Sil de Strandjutter
- Author: Cor Bruijn
- Illustrator: Anton Pieck
- Language: Dutch
- Genre: historical fiction
- Publisher: Callenbach
- Publication date: 1940
- Publication place: Netherlands

= Sil de Strandjutter =

Novel by Cor Bruijn

Sil de Strandjutter (translated from Dutch: Sil the Beachcomber) is a 1940 historical novel written by Cor Bruijn and illustrated by Anton Pieck. The novel is set on the island of Terschelling around the turn of the twentieth century and features the poor peasant family of Sil Droeviger. The novel covers themes of adoption, island life, family honour and local traditions on Terschelling.

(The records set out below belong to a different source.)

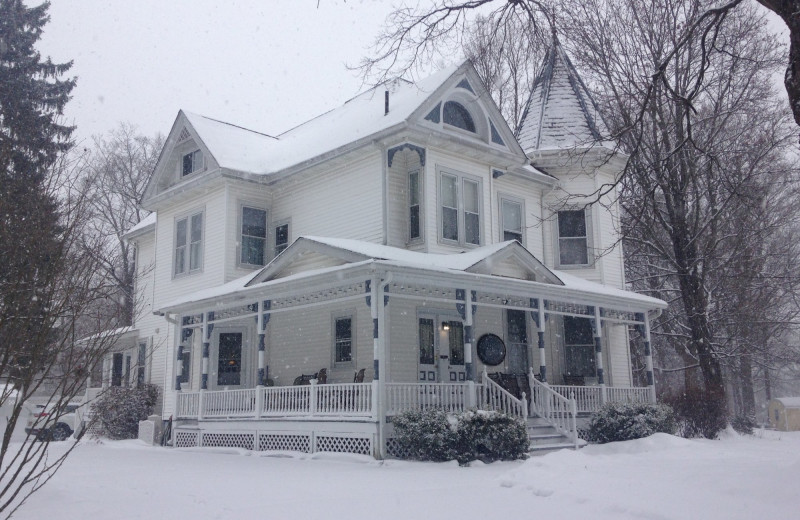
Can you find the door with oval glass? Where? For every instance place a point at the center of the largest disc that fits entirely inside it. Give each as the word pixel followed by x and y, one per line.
pixel 441 349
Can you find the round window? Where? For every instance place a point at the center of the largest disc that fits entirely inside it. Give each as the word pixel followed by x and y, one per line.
pixel 491 350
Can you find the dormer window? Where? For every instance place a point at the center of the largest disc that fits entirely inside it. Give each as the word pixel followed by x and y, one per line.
pixel 192 162
pixel 457 115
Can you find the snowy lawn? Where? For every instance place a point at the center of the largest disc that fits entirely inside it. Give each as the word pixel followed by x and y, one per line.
pixel 661 477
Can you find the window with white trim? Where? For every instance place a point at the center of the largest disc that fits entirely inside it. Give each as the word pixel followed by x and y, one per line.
pixel 192 162
pixel 511 220
pixel 343 340
pixel 414 206
pixel 460 209
pixel 254 236
pixel 188 244
pixel 573 229
pixel 281 237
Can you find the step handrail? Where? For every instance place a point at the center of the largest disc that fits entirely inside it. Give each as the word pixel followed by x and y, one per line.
pixel 493 393
pixel 557 410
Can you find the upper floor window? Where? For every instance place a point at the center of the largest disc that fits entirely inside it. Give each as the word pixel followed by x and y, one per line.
pixel 511 219
pixel 414 208
pixel 192 162
pixel 456 114
pixel 343 340
pixel 254 236
pixel 460 209
pixel 281 238
pixel 189 244
pixel 573 238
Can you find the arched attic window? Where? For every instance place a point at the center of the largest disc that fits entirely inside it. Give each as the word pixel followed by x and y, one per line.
pixel 456 114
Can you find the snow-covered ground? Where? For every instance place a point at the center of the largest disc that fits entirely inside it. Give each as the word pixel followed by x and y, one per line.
pixel 661 477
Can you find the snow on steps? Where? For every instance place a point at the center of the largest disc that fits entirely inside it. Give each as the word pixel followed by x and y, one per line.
pixel 544 438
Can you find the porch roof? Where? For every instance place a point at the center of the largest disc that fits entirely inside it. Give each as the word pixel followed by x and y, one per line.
pixel 454 271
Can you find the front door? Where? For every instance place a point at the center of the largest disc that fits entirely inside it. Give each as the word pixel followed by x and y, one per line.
pixel 229 359
pixel 517 342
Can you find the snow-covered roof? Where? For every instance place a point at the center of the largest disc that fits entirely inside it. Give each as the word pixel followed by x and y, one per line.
pixel 560 112
pixel 240 149
pixel 149 220
pixel 789 402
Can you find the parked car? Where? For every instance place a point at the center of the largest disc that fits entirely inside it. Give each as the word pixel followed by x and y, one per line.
pixel 45 424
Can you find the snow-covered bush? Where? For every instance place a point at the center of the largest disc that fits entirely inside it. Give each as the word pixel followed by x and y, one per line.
pixel 118 410
pixel 434 435
pixel 490 436
pixel 626 421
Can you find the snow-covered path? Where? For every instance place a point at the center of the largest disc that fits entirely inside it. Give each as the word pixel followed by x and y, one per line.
pixel 662 477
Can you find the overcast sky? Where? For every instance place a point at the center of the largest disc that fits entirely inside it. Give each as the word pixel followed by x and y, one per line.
pixel 266 65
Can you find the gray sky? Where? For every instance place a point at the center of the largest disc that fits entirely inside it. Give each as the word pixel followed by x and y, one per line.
pixel 262 64
pixel 266 65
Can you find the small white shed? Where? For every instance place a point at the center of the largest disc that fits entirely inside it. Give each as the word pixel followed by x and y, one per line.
pixel 784 413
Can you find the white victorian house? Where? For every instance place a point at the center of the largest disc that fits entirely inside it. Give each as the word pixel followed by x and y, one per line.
pixel 404 250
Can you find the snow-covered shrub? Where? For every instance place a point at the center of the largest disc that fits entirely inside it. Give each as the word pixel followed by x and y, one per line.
pixel 472 435
pixel 626 421
pixel 489 436
pixel 425 435
pixel 697 416
pixel 118 410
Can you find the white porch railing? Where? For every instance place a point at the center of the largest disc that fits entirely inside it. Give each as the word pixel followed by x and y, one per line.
pixel 451 397
pixel 346 400
pixel 558 411
pixel 495 397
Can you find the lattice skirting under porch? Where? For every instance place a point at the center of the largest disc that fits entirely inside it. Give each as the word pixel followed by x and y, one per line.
pixel 304 442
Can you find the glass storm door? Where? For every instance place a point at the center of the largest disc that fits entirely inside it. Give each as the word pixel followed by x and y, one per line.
pixel 229 359
pixel 517 343
pixel 427 350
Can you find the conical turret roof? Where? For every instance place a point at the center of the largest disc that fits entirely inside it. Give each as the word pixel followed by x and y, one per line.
pixel 560 112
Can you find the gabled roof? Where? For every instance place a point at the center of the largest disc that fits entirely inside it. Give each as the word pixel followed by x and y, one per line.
pixel 560 112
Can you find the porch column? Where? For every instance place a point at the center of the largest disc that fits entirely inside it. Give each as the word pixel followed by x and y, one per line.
pixel 539 318
pixel 598 345
pixel 644 331
pixel 263 319
pixel 467 312
pixel 207 330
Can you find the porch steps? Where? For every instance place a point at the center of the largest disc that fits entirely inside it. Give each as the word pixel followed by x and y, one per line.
pixel 544 438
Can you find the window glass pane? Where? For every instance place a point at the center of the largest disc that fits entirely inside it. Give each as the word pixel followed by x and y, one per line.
pixel 571 224
pixel 344 340
pixel 573 251
pixel 180 235
pixel 229 363
pixel 472 228
pixel 254 222
pixel 457 115
pixel 449 191
pixel 426 339
pixel 512 216
pixel 471 203
pixel 456 337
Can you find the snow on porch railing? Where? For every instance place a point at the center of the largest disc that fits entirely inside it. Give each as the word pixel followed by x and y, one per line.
pixel 495 397
pixel 451 397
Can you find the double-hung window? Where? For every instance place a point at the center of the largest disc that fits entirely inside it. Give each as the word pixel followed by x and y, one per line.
pixel 189 244
pixel 192 162
pixel 573 238
pixel 511 218
pixel 460 209
pixel 254 236
pixel 343 340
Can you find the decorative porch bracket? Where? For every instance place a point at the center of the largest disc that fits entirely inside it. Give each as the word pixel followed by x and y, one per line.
pixel 540 319
pixel 468 299
pixel 598 344
pixel 414 148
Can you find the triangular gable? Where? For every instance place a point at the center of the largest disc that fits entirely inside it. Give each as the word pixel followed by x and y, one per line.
pixel 514 261
pixel 182 139
pixel 465 87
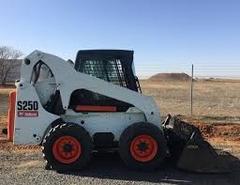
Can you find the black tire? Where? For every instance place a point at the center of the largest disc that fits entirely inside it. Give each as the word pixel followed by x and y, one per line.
pixel 74 131
pixel 138 129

In 1976, Belgian broadcaster BRT and the Dutch broadcaster Nederlandse Christelijke Radio Vereniging co-produced a seven-part miniseries based on the novel. This led to great popularity for the story in both the Netherlands and Flanders. It was also the breakout role for the Belgian actor Jan Decleir.

==Plot==
On a farm on the eastern side of Terschelling, poor peasant and beachcomber Sil Droeviger and his wife Jaakje still grieve about the death of their only daughter Lobke, who died in infancy. Sil has two sons—Jelle and Wietse—but dreams of having a daughter. When a Swedish sail gets into trouble in front of the island and sinks, Sil manages to save a young girl while her mother drowns in the waves. The family names her Lobke and adopts her as their own. When Sil tries to register her as his own daughter, he first runs into difficulties, but the local authorities eventually accept the girl's new identity. The church is more critical and the local vicar tells Sil to wait to see if a family in Sweden will want her back. This decision angries Sil and he decides to abandon his faith.

The three children in the family grow out to be different. Lobke is studious and neat. Jelle, the oldest, is a free spirited womaniser who likes to make money in lucrative ways. Wietse, the younger brother, is more closed and dreams of becoming a sailor. As he grows older, Wietse slowly falls in love with Lobke and is determined to marry her eventually. However, at the same time, he frequently clashes with his father about the family's illegal beachcombing activities. A fight between him and his father makes Wietse decide to leave the island to become a sailor.

Although he initially set eyes on Maam—the daughter of a rich farmer—with the absence of Wietse, Jelle slowly falls in love with Lobke too. This to the disapproval of Sil, who tells him to stop this behaviour. Jelle's love for Lobke becomes obsessive, but Lobke also starts to grow fond of him. Meanwhile, Aike falls in love with Lobke too. Sil tries to promote the idea of marrying Aike to Lobke, but Lobke is not in love with him. Then, Lobke realises she loved Wietse most of all and decides to write him a letter again. Jelle tries to make advances on Lobke, but Sil finds out. This leads to a confrontation between Sil and Jelle.

When another ship gets into trouble in front of the island, Jelle attempts to save the crew, but falls in the water and drowns. After the funeral, the vicar and Sil excuse themselves to each other. Maam finds out she is pregnant. Wietse returns home from sailing and declares his love to Lobke. But as gossip spreads around the island that Maam is pregnant of Jelle, Wietse proposes her family to marry her to prevent damage to the family reputation. Maam admits that she got pregnant of Aike and not of Jelle. As a result, Maam and Aike get married, and Wietse and Lobke marry.

==Reception==
Newspapers gave the novel mostly positive reviews. Tubantia wrote a positive review of the novel in early 1941, stating: "This is the first novel in Dutch literature about Terschelling and Cor Bruyn has exceptionally managed to bring the atmosphere of the island and its inhabitants to life. De Telegraaf wrote: "The different characters have been drawn sharply: raw, hard-working and religious and with one big love: the island. A good novel without literary meaning, but fresh and ready of style with living characters, hardened and tanned by the sea wind that blows over the dunes of Holland."

De Standaard wrote: "In summary, it looks like a simple tale. But in reality, it is an exceptional example of writing that never fails to lose attention."